4 min read

Building a Milky Way Calendar, with AI

How I built a free, browser-based astrophotography calendar with the assistance of Claude Code, and what that process actually looks like.
Building a Milky Way Calendar, with AI
Milky Way Calendar showing June 2026 for Palmela, Portugal — a dark-themed calendar with coloured bars indicating night quality for each date
Milky Way Calendar showing June 2026 for Palmela, Portugal — a dark-themed calendar with coloured bars indicating night quality for each date

Planning a Milky Way shoot comes down to a handful of variables arriving at once: the Galactic Centre needs to be above the horizon, the moon needs to be out of the way, and ideally there's a decent window between those two things and the start of morning twilight. Get all three right and you have a good night. Miss any of them and you're either shooting a washed-out mess, or you've dragged yourself and your gear out to a location for a shoot that was never worth it.

I'd been planning my outings using information from a couple of places. The Capture the Atlas Milky Way calendar is a popular resource, well-made and genuinely useful, but it's a PDF that only shows broad weekly windows for specific regions, so some guesswork is still required. Photopills has everything I need and more, but it's a full production planning tool, dense with features I don't always need. Trying to find the best time to capture the Milky Way in it feels like using a spreadsheet to answer a yes-or-no question.

So I built something.

The build

I have a front-end background, and while I know my way around a dark sky, the maths behind when the Galactic Centre rises and sets for a given location on a given night isn't something I'd know how to code from scratch. That's actual orbital mechanics. So I used Claude Code as my collaborator: I described what I wanted, pointed at what wasn't working, and it wrote the code. It found an astronomy library that handles the hard calculations, and I provided the product direction and visual requirements.
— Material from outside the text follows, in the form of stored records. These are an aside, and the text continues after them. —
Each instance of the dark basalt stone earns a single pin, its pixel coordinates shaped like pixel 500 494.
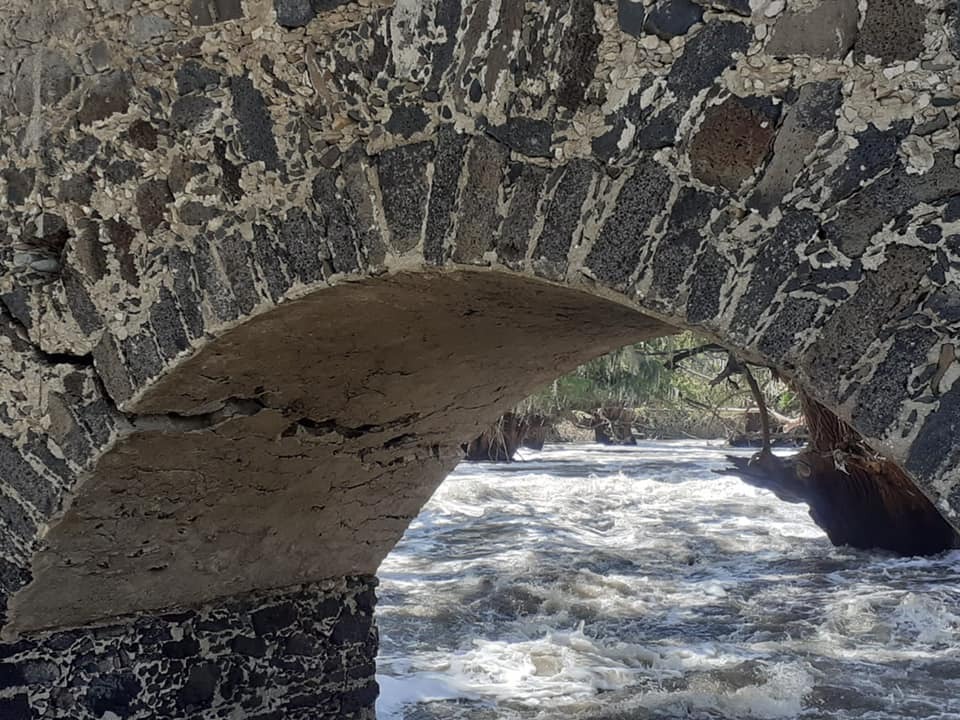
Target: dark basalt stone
pixel 294 13
pixel 208 12
pixel 622 240
pixel 196 213
pixel 402 172
pixel 121 236
pixel 256 125
pixel 143 135
pixel 706 55
pixel 486 162
pixel 796 315
pixel 773 265
pixel 270 620
pixel 152 198
pixel 888 197
pixel 525 189
pixel 525 135
pixel 170 332
pixel 892 30
pixel 578 55
pixel 678 248
pixel 192 76
pixel 200 688
pixel 672 18
pixel 113 693
pixel 563 213
pixel 16 708
pixel 740 7
pixel 631 16
pixel 191 112
pixel 303 242
pixel 19 184
pixel 407 120
pixel 56 80
pixel 875 152
pixel 880 400
pixel 448 17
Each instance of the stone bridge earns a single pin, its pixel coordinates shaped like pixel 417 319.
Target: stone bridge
pixel 266 263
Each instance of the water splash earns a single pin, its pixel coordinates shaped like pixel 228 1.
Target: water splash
pixel 627 584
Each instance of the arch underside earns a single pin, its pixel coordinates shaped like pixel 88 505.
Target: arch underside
pixel 264 264
pixel 299 445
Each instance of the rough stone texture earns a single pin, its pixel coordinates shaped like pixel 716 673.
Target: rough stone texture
pixel 892 30
pixel 297 653
pixel 731 143
pixel 220 226
pixel 828 30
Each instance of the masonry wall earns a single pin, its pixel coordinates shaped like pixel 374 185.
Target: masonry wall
pixel 284 655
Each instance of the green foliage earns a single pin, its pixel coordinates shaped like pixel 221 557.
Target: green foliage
pixel 637 376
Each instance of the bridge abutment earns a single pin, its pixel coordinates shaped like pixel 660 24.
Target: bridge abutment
pixel 301 653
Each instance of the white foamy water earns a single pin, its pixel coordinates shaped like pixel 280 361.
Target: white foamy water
pixel 633 583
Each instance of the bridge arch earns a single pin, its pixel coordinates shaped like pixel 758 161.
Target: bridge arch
pixel 346 231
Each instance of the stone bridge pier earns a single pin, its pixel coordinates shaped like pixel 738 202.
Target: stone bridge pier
pixel 265 264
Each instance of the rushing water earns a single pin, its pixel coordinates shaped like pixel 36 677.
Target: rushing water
pixel 629 584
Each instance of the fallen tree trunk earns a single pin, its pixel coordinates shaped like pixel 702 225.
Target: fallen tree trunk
pixel 858 497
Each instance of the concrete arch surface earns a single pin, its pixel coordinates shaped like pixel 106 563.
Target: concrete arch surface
pixel 227 223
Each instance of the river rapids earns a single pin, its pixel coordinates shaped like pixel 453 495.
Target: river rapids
pixel 602 583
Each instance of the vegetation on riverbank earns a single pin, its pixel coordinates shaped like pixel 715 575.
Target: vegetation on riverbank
pixel 663 388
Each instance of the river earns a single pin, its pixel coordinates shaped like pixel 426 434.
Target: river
pixel 605 583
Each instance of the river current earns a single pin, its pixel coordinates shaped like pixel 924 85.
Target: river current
pixel 602 583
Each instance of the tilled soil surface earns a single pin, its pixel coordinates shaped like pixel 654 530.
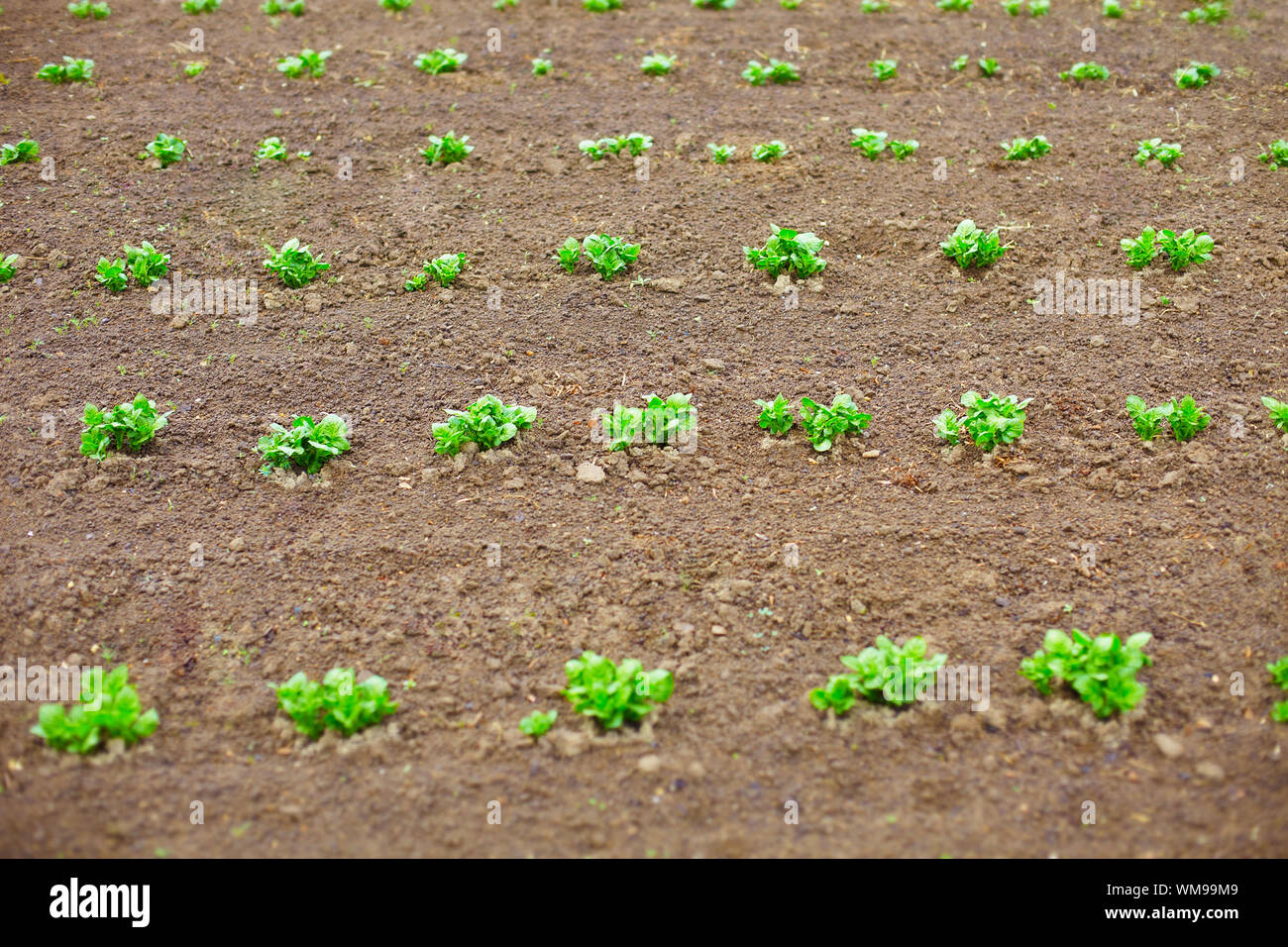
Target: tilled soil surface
pixel 468 583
The first working version came together faster than I expected. Genuinely faster. But “working” and “good” turned out to be meaningfully different things. The first iteration was technically correct but still pretty rough: the timing bars existed, the colour coding existed, but the overall picture was hard to parse at a glance. That part took real iteration to sort out: adjusting the layout of the time bars, getting the colour coding to actually communicate something useful, adding on-hover tooltips that showed the exact times. I spent the better part of a day on this, and then followed up with a handful of tweaks and bug fixes after that.

What struck me about the process is how my role shifted. Previously I was the one writing the front-end code; this time I was acting more like a product manager, defining the spec, making calls on features and trade-offs, deciding what was worth having and what wasn't. Once Claude came back with the finished code, I'd switch into something closer to acceptance testing: reviewing the output, checking failure states, looking for things that hadn't been covered. It's not passive work; I still had to think carefully. But the thinking is different. Less of “how do I build this” and more “is this actually what I asked for, and does it hold up.” A lot of the work was in the steering, not the typing of code.

It's built with Svelte and TypeScript, and does all its calculations in the browser. I deployed it on Cloudflare Pages, which is free and more than enough for a static site like this. No backend, no user accounts, no data leaving your device.

How it works

Enter your coordinates, search by place name, or hit Use my location and it'll sort itself out. You get a full month, one row per night. The coloured bar spans the hours of darkness: green where the Galactic Centre is up for a good long window with low moon interference, amber where it's visible but the moon is making things difficult, and dark where it's below the horizon or the moon is washing it out. The right-hand columns give you moon illumination, the total clear window, and the GC's position in the sky for that night.

It's designed to answer the question “which nights are actually worth going out for” at a glance, whether you're planning a shoot months ahead or checking conditions on the day. This would be invaluable as we head into Milky Way season here in the Northern Hemisphere.

Milky Way Calendar on iPad, showing the same June view in a responsive layout
Milky Way Calendar on iPad, showing the same June view in a responsive mobile layout (landscape)

Mobile was a deliberate requirement from the start. I wanted something I could check in the field without having to go hunting in a more complicated app. The layout adapts properly to smaller screens, which took a bit of work but I think it was worth it.

The tool is free at milkyway.jonathanpoh.photography. Milky Way season is well underway in the northern hemisphere right now, so hopefully the timing is useful. If something looks wrong or a bug turns up, please send me a message, I'd genuinely like to know.